A lot is being promised for AI in the lab: describe an experiment in plain language and have a protocol appear, have agents plan and run workflows, have systems adapt on the fly. Much of it is real and useful. But there is a hard boundary that no amount of model capability moves. AI can arrange steps and reason about a workflow; it cannot invent how a particular liquid behaves in a particular tip. That knowledge has to come from somewhere, and that somewhere is a validated liquid class.
What AI is good at, and what it is not
Generating and sequencing a protocol is a language and planning problem, which is squarely what modern models do well. Knowing that a given detergent at 5 microliters on a given tip needs a specific flow rate, settling time, and blowout is not a language problem. It is an empirical fact about the physical world, established by running the liquid and measuring the result. A model can guess at it, but a guess dispensed is still a guess, not a validated transfer.
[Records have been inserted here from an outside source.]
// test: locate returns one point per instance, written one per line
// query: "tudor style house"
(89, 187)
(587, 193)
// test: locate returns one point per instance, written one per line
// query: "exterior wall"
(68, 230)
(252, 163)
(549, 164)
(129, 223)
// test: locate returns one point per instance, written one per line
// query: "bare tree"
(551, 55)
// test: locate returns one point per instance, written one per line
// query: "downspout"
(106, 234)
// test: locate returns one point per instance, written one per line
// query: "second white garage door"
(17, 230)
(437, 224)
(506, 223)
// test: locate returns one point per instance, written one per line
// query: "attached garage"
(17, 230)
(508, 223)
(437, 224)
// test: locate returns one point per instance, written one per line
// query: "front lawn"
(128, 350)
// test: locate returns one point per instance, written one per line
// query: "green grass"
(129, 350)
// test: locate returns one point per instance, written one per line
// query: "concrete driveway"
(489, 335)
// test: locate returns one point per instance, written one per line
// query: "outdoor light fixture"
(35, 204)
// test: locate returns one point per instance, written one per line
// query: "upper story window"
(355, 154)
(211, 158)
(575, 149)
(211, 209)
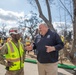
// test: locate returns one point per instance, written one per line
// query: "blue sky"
(11, 10)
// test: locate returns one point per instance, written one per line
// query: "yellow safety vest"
(15, 55)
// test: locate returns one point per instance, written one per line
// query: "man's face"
(43, 29)
(16, 36)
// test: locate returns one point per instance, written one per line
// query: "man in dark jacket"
(47, 44)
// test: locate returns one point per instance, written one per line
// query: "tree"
(48, 20)
(73, 51)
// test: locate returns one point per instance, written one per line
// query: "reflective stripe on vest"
(15, 55)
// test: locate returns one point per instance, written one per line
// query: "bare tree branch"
(40, 11)
(49, 11)
(66, 8)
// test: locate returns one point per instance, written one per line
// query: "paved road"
(31, 69)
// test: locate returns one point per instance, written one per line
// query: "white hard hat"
(14, 30)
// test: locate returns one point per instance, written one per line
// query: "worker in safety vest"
(27, 42)
(12, 54)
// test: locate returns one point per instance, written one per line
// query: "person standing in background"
(47, 43)
(12, 54)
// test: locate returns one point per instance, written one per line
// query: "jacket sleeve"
(3, 51)
(59, 44)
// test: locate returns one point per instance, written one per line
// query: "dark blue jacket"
(50, 39)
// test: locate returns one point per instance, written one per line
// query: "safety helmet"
(14, 30)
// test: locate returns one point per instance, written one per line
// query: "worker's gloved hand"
(9, 63)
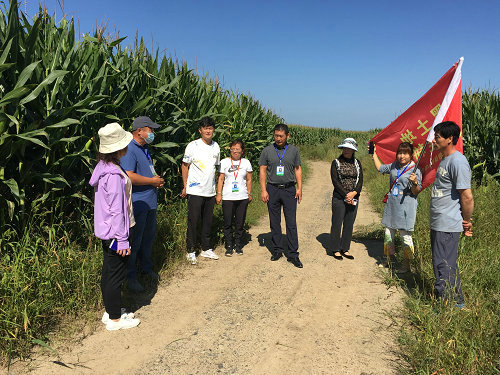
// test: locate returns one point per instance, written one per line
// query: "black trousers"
(343, 216)
(235, 213)
(114, 271)
(283, 198)
(204, 207)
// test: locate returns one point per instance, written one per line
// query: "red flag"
(443, 102)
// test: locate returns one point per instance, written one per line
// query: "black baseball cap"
(142, 121)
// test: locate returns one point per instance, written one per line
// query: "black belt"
(283, 186)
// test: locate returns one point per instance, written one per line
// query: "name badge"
(152, 168)
(234, 187)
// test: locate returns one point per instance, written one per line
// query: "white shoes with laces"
(209, 254)
(126, 321)
(123, 323)
(191, 258)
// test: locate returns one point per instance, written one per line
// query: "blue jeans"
(142, 237)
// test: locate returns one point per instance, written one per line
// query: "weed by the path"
(444, 339)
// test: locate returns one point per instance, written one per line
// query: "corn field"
(481, 132)
(55, 93)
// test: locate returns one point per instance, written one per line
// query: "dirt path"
(248, 315)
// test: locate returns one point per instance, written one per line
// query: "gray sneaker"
(135, 286)
(152, 276)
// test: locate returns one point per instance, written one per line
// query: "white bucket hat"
(113, 138)
(349, 143)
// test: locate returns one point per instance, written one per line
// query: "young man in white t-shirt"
(199, 164)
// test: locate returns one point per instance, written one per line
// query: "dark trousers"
(283, 198)
(234, 212)
(114, 269)
(444, 247)
(204, 207)
(343, 216)
(142, 236)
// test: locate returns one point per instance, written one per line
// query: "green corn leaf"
(64, 123)
(14, 188)
(26, 74)
(116, 42)
(139, 106)
(47, 81)
(5, 52)
(33, 140)
(6, 66)
(165, 145)
(13, 95)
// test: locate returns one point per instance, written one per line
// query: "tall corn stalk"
(56, 93)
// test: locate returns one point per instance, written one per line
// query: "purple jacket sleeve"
(119, 222)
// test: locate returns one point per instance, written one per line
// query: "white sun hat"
(349, 143)
(113, 138)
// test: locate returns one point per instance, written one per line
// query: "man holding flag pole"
(451, 202)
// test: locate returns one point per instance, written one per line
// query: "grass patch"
(451, 341)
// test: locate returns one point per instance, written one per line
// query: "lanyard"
(282, 156)
(146, 152)
(238, 171)
(403, 171)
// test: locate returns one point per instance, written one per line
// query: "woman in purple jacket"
(113, 217)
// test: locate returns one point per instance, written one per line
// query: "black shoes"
(275, 257)
(296, 262)
(347, 255)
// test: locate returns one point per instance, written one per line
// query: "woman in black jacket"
(347, 179)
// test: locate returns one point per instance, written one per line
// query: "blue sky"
(352, 65)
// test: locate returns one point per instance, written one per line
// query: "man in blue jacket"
(139, 166)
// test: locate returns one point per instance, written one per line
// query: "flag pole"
(442, 111)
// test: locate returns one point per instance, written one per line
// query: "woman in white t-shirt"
(236, 176)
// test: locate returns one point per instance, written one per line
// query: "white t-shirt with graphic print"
(203, 160)
(235, 189)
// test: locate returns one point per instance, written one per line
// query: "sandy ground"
(248, 315)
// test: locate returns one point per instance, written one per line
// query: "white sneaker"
(209, 254)
(125, 314)
(191, 258)
(123, 323)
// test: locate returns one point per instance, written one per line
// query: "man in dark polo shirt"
(279, 170)
(145, 181)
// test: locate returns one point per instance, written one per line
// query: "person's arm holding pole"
(264, 195)
(467, 206)
(249, 185)
(185, 173)
(220, 182)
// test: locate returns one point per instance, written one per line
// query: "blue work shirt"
(138, 160)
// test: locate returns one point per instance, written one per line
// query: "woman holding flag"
(401, 202)
(234, 190)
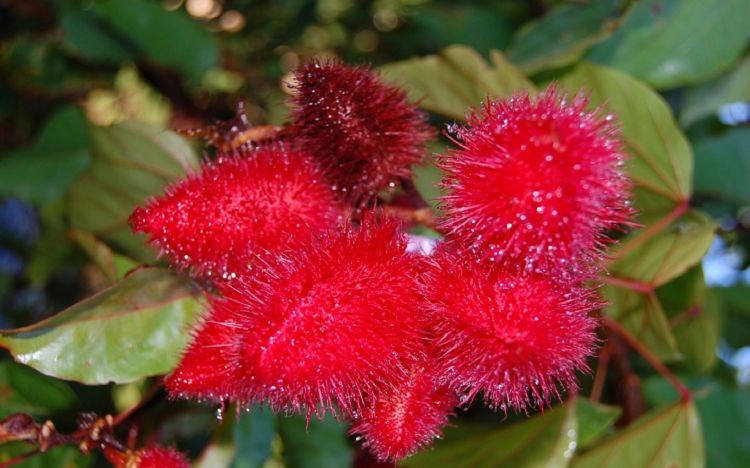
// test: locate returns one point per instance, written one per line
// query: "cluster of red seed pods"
(321, 305)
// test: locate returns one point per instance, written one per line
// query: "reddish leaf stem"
(601, 372)
(648, 233)
(654, 361)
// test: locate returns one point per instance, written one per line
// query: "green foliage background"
(90, 88)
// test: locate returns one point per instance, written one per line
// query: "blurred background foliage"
(88, 89)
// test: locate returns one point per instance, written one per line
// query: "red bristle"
(516, 339)
(364, 132)
(215, 222)
(408, 416)
(535, 185)
(321, 327)
(149, 457)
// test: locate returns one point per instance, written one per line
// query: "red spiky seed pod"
(213, 223)
(321, 327)
(364, 132)
(535, 184)
(209, 369)
(517, 339)
(406, 417)
(149, 457)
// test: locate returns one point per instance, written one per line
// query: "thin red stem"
(652, 359)
(648, 233)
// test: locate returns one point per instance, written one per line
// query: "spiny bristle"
(149, 457)
(364, 132)
(240, 205)
(536, 184)
(319, 328)
(406, 417)
(516, 339)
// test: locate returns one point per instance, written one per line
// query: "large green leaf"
(667, 437)
(661, 164)
(115, 29)
(594, 420)
(85, 34)
(64, 456)
(643, 317)
(545, 440)
(722, 166)
(735, 307)
(650, 264)
(42, 173)
(132, 330)
(706, 99)
(694, 316)
(724, 412)
(319, 443)
(132, 162)
(25, 391)
(456, 79)
(671, 43)
(563, 34)
(667, 255)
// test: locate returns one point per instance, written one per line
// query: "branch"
(651, 358)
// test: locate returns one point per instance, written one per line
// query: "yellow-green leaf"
(457, 79)
(134, 329)
(670, 437)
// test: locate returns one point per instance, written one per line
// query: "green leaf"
(132, 161)
(667, 255)
(135, 329)
(661, 164)
(112, 266)
(643, 317)
(563, 34)
(63, 456)
(321, 443)
(482, 27)
(253, 434)
(169, 38)
(594, 420)
(545, 440)
(42, 173)
(724, 414)
(694, 316)
(667, 437)
(706, 99)
(85, 34)
(457, 79)
(722, 166)
(26, 391)
(642, 265)
(671, 43)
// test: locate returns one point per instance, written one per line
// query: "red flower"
(149, 457)
(513, 338)
(325, 325)
(213, 223)
(364, 132)
(535, 184)
(406, 417)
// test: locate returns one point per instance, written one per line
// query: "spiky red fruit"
(513, 338)
(406, 417)
(149, 457)
(213, 223)
(363, 131)
(535, 184)
(323, 326)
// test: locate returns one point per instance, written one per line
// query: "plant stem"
(652, 359)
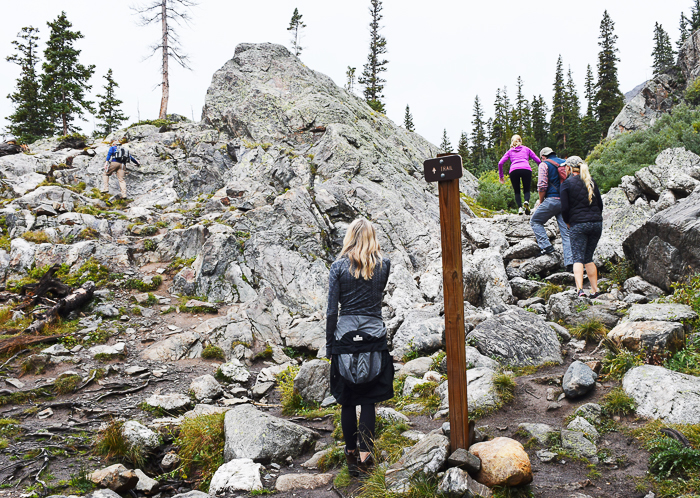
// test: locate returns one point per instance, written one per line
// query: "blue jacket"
(113, 150)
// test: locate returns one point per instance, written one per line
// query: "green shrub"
(201, 447)
(493, 195)
(617, 402)
(624, 155)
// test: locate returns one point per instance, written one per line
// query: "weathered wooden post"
(446, 169)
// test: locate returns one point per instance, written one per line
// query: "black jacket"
(575, 207)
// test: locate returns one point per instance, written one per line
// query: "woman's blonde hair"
(362, 248)
(577, 164)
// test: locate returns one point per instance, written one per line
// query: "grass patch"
(549, 290)
(617, 402)
(212, 352)
(201, 447)
(592, 330)
(112, 444)
(67, 384)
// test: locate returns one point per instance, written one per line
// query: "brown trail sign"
(446, 169)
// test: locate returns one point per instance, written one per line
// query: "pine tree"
(295, 26)
(574, 144)
(558, 123)
(408, 120)
(463, 148)
(445, 145)
(350, 74)
(662, 54)
(65, 81)
(108, 107)
(540, 130)
(29, 121)
(478, 138)
(167, 13)
(371, 75)
(695, 16)
(589, 124)
(684, 30)
(609, 98)
(522, 123)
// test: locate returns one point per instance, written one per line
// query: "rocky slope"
(224, 253)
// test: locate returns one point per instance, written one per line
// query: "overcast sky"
(441, 53)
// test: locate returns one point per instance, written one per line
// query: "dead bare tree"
(168, 13)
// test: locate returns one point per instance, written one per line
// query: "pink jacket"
(519, 157)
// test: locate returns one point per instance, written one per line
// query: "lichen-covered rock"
(426, 458)
(261, 437)
(504, 462)
(664, 394)
(578, 380)
(652, 336)
(517, 338)
(313, 381)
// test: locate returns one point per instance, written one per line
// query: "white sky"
(441, 53)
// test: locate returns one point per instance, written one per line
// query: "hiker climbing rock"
(582, 210)
(117, 158)
(549, 180)
(520, 171)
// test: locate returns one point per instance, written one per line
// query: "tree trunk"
(165, 86)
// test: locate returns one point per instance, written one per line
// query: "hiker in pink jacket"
(520, 170)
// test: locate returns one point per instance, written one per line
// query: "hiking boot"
(366, 465)
(351, 459)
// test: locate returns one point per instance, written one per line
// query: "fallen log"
(79, 298)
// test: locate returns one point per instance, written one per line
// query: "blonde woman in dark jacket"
(362, 371)
(582, 210)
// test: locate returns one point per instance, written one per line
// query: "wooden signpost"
(446, 169)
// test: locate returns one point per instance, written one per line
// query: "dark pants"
(516, 176)
(348, 421)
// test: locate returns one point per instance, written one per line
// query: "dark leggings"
(348, 421)
(515, 177)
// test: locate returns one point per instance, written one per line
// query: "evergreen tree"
(108, 107)
(609, 98)
(694, 20)
(408, 120)
(350, 85)
(478, 138)
(589, 124)
(445, 145)
(663, 55)
(684, 31)
(463, 148)
(540, 130)
(573, 119)
(65, 81)
(558, 123)
(295, 26)
(167, 13)
(522, 123)
(29, 121)
(371, 75)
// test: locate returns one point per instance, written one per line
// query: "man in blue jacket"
(117, 158)
(549, 205)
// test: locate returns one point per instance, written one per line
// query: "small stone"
(45, 413)
(291, 482)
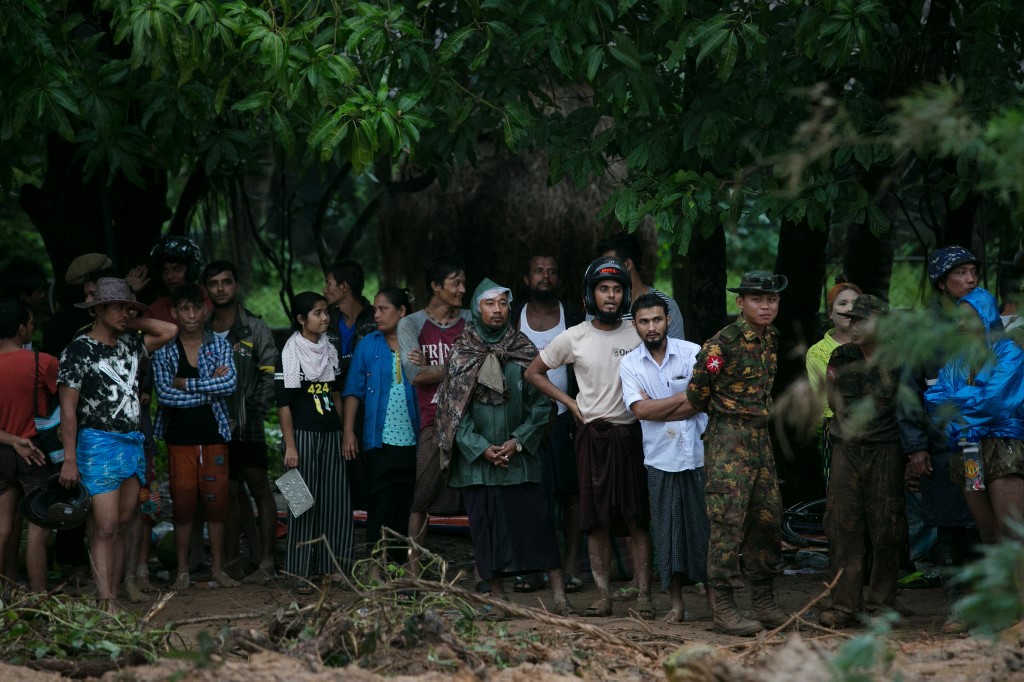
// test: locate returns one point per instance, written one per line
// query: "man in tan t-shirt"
(608, 439)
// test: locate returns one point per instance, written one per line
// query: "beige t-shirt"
(595, 355)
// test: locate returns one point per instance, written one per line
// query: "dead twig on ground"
(745, 649)
(173, 625)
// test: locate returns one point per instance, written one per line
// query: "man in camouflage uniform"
(732, 381)
(865, 498)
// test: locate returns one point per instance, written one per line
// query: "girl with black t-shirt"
(309, 408)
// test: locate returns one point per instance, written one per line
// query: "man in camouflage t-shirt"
(732, 381)
(99, 420)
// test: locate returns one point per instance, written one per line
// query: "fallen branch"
(747, 648)
(524, 612)
(172, 625)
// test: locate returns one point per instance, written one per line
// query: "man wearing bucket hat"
(732, 381)
(865, 500)
(100, 413)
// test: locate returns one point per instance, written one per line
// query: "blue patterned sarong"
(105, 459)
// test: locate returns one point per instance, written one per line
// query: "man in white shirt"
(654, 376)
(608, 442)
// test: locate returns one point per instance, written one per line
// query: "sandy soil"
(916, 649)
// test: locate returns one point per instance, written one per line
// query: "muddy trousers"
(865, 501)
(744, 510)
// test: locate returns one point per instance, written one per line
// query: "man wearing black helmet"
(732, 381)
(608, 440)
(952, 271)
(178, 260)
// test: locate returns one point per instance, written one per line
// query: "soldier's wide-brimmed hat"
(113, 290)
(761, 281)
(85, 264)
(866, 305)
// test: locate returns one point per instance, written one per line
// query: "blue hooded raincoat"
(991, 406)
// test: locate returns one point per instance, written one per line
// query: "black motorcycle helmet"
(56, 507)
(178, 250)
(606, 267)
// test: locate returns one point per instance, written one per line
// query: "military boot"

Ground truth has to be structured
For an automated system to use a liquid class rather than invent one, the class has to be machine-readable: explicit parameters, the liquid and family it applies to, the instrument and tips it was validated on, and the results that back it. Prose buried in a lab notebook cannot be referenced reliably; a structured, versioned record can. The better the structured ground truth, the less an automated system has to improvise about the one thing it cannot safely improvise.
Provenance becomes more important, not less
When a protocol might be assembled by a system rather than a person, being able to ask where a class came from, what it was validated against, and when it last changed matters more than ever. Automation removes the human who would have noticed something looked off, so the record has to carry the caution that the human used to.
AI can decide what to do; it cannot decide how a liquid behaves. Give it validated, structured classes as ground truth, or it will confidently fill the gap with a guess.